Rwanda has made great strides in the electrification of the country. While only 19 percent of all households were connected to the electricity grid in 2014, this figure rose to 56 percent in 2020. Renewable energies can play an important role in electrification – also for social institutions such as health centres and schools. This also applies to the pre-primary and primary school “Les Génies” in Ntarama. It is located about 30 kilometres from the centre of Kigali. Especially the electricity costs of the school, which is well equipped with photocopiers and computers, represent a great effort for the school’s administration. At the same time, the future topic of renewable energy is not yet anchored in the curriculum.
This is where the partners, the student cooperative Rwanda-Gilde eSG of the Louisenlund-Internet in Schleswig-Holstein and the Rwandan school board association Les Génies of the pre-primary and primary school in Ntarama, come in.

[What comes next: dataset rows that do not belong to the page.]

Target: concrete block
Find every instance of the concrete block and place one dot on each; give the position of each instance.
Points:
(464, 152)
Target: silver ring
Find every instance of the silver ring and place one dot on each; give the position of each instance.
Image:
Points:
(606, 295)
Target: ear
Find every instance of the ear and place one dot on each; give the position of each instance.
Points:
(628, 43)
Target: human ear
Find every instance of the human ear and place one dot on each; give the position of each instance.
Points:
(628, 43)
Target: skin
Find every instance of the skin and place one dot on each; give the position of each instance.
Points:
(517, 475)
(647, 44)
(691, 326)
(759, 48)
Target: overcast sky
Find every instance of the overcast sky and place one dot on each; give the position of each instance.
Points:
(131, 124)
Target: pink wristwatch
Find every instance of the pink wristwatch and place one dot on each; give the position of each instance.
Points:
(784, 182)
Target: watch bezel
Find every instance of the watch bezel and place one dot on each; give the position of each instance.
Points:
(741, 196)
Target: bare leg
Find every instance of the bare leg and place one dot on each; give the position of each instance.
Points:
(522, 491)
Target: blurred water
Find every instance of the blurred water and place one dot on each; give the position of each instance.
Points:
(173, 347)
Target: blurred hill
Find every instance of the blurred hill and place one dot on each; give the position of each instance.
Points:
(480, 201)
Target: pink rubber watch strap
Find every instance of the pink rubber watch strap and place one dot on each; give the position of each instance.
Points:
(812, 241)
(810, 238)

The partnership aims to raise awareness of the use of renewable energy in schools and to inform students, parents, teachers and the school parents’ association about the benefits of renewable energy.
The student cooperative Rwanda-Gilde eSG has been cooperating with the school association Les Génies in Ntarama since 2016. So far, the Rwanda Guild has mainly been involved as a donor for construction measures, teaching materials and scholarships. The German students founded a coffee cooperative and now import a good thousand kilos of green coffee from Rwanda every year. The proceeds benefit the preschool and primary school in Ntarama. Over the years, a relationship has developed between the Rwanda Guild and the Rwandan School Association, in which mainly parents of pupils are involved. Personal visits by German pupils complement the intensive cooperation via online channels.

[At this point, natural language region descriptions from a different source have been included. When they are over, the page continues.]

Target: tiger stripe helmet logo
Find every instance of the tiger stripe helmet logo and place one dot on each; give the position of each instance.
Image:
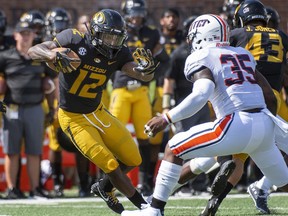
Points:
(99, 18)
(208, 30)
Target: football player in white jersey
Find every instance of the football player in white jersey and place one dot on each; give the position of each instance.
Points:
(244, 104)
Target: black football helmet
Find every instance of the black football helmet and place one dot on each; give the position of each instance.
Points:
(36, 21)
(132, 8)
(248, 11)
(186, 25)
(3, 22)
(108, 32)
(273, 17)
(57, 20)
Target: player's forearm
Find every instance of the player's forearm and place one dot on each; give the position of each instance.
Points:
(42, 52)
(128, 69)
(202, 89)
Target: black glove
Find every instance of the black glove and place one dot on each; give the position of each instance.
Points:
(145, 61)
(63, 62)
(2, 107)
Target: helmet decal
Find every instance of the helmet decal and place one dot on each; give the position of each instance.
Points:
(208, 30)
(99, 18)
(223, 27)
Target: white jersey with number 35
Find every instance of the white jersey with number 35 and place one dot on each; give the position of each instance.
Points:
(233, 71)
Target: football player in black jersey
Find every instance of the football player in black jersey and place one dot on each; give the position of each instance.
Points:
(94, 131)
(24, 119)
(36, 20)
(130, 97)
(269, 47)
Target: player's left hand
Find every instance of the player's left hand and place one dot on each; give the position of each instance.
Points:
(3, 107)
(146, 62)
(155, 125)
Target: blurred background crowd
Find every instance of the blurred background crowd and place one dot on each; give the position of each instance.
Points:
(47, 18)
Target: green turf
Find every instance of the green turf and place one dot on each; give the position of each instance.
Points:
(278, 204)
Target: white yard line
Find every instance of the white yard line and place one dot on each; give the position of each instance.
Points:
(97, 199)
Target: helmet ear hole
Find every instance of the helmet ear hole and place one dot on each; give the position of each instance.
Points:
(108, 32)
(249, 11)
(208, 30)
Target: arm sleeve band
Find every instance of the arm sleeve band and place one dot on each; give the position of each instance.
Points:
(202, 89)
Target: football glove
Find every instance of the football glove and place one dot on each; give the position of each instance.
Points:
(145, 61)
(2, 107)
(63, 62)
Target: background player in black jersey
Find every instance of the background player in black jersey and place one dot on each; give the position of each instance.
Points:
(269, 47)
(25, 116)
(94, 131)
(130, 97)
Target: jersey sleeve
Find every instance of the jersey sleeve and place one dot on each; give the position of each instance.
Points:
(124, 56)
(238, 37)
(64, 38)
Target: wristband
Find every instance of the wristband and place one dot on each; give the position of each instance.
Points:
(166, 118)
(52, 87)
(166, 101)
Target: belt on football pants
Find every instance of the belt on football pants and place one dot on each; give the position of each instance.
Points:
(255, 110)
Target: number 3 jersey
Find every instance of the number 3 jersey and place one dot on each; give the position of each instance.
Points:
(81, 90)
(268, 46)
(233, 71)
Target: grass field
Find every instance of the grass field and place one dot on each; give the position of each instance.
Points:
(232, 205)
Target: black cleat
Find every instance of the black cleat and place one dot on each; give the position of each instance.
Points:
(211, 208)
(259, 197)
(109, 197)
(220, 181)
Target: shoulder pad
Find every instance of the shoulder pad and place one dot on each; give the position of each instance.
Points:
(195, 61)
(152, 27)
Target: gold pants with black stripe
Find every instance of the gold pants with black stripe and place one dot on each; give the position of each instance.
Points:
(101, 137)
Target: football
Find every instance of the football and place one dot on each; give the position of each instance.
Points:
(75, 64)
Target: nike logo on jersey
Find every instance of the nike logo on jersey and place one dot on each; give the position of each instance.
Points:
(111, 62)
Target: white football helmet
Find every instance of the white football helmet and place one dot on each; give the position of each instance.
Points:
(208, 30)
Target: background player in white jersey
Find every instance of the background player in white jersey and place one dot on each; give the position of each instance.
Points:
(227, 77)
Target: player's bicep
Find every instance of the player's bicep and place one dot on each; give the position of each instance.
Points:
(202, 73)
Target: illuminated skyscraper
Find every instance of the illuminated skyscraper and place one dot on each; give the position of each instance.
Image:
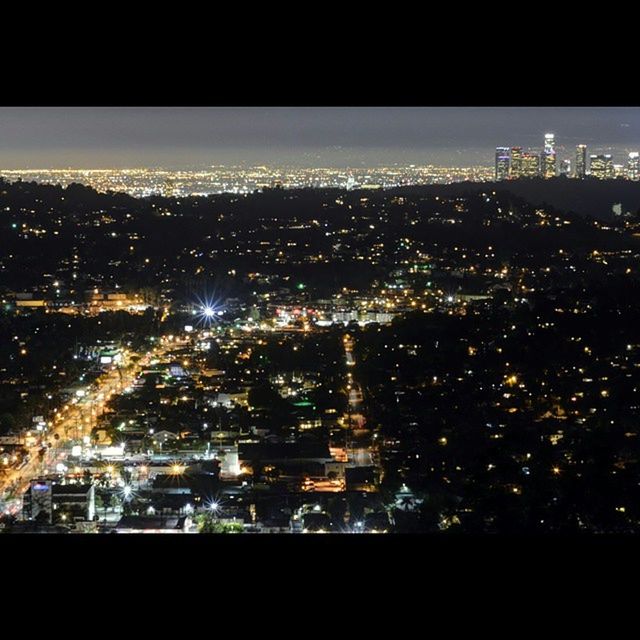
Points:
(581, 161)
(633, 166)
(602, 166)
(502, 163)
(530, 165)
(549, 156)
(515, 170)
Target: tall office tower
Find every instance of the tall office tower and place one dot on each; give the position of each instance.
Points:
(530, 165)
(515, 170)
(633, 166)
(581, 161)
(503, 162)
(602, 166)
(549, 156)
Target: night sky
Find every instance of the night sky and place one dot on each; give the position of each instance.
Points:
(90, 137)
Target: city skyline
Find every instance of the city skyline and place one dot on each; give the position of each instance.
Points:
(125, 137)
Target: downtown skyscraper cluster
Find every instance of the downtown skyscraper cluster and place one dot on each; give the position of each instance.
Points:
(513, 162)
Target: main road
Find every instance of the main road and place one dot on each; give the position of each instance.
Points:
(71, 423)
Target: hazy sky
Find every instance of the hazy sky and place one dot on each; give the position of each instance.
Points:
(95, 137)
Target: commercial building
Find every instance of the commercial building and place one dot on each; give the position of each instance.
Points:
(515, 170)
(581, 161)
(50, 502)
(530, 165)
(601, 166)
(549, 156)
(503, 162)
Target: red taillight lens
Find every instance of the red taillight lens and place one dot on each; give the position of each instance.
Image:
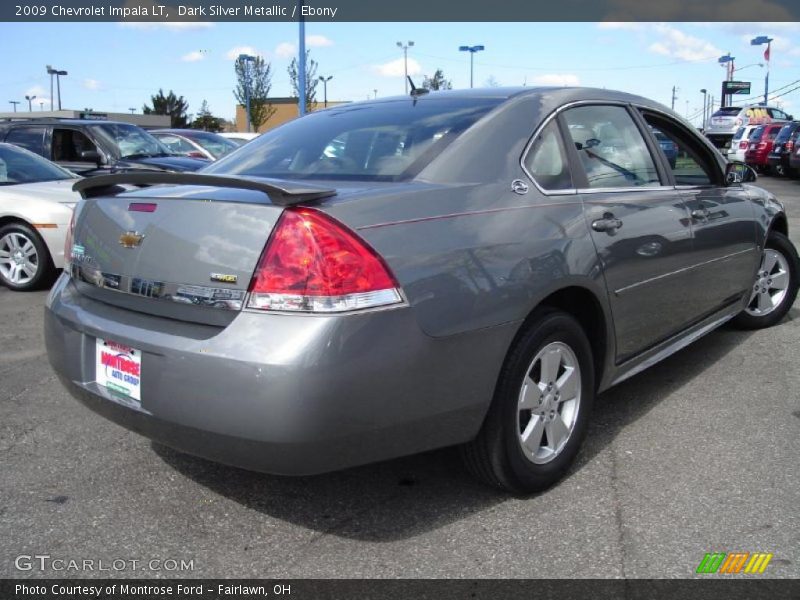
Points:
(313, 263)
(68, 240)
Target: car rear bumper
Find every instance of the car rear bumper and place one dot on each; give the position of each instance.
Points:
(284, 394)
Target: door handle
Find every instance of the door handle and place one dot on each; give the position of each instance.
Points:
(608, 223)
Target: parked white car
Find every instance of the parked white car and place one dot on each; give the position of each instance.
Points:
(740, 142)
(36, 203)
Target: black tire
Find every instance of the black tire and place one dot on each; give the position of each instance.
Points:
(496, 455)
(45, 271)
(747, 319)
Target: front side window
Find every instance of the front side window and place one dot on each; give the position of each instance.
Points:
(30, 138)
(689, 161)
(69, 145)
(547, 162)
(130, 141)
(611, 148)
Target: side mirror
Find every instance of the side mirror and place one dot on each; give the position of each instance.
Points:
(92, 156)
(737, 172)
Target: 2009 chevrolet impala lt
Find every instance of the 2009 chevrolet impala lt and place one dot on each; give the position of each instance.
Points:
(388, 277)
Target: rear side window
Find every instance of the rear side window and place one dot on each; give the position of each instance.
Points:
(30, 138)
(383, 141)
(547, 162)
(611, 148)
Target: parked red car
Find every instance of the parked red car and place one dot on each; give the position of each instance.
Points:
(761, 141)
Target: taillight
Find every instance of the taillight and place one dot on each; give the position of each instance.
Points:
(68, 241)
(312, 263)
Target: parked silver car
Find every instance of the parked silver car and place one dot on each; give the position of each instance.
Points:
(388, 277)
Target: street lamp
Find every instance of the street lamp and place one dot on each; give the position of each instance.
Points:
(728, 62)
(246, 60)
(758, 41)
(405, 58)
(472, 50)
(704, 91)
(325, 81)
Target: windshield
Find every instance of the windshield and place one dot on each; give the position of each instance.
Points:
(132, 141)
(378, 141)
(215, 144)
(17, 165)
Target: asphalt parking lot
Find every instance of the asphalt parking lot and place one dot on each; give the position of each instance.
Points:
(698, 454)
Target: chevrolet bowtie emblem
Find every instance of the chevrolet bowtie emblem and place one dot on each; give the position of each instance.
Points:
(130, 239)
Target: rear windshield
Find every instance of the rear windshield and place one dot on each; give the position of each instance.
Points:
(383, 141)
(728, 111)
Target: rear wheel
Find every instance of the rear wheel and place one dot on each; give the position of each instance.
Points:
(775, 287)
(540, 411)
(25, 263)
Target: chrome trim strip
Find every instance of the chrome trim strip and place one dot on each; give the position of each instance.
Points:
(683, 270)
(196, 295)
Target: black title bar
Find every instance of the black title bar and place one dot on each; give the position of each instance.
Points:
(403, 10)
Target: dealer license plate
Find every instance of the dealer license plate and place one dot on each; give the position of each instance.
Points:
(118, 368)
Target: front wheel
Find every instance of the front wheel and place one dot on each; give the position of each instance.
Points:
(25, 263)
(775, 287)
(540, 411)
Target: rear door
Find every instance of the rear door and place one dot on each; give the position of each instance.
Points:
(725, 253)
(640, 226)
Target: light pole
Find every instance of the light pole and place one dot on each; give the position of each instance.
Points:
(246, 60)
(728, 62)
(325, 81)
(472, 50)
(58, 75)
(405, 59)
(704, 91)
(757, 41)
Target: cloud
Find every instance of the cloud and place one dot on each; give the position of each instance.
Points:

For the school awareness work, the pupils of Louisenlund, in close cooperation with their teacher Hauke Nagel – who is the driving force behind the cooperation – procured an experimental kit for the subject area of renewable energies and sent it to Rwanda. The kit is aimed at pupils in grades 5 to 7, but also at adults in the school community, who can learn about this promising subject area in workshops.
Ugandan teachers for the STEM subjects mathematics, computer science, natural sciences and technology will teach the pupils in Ntarama about renewable energies. The chairman of the school association, Ali Ahmad Ndayisaba, is an engineer and scientist and will conduct some of the teacher training and adult education workshops himself, free of charge.
It is important to both partners that the main content, the workshops, the teaching project on photovoltaics and a committee on “photovoltaics on the school grounds” is initiated and carried out by the Rwandan side. A common vision is: The school in Nktarama can produce renewable energy itself.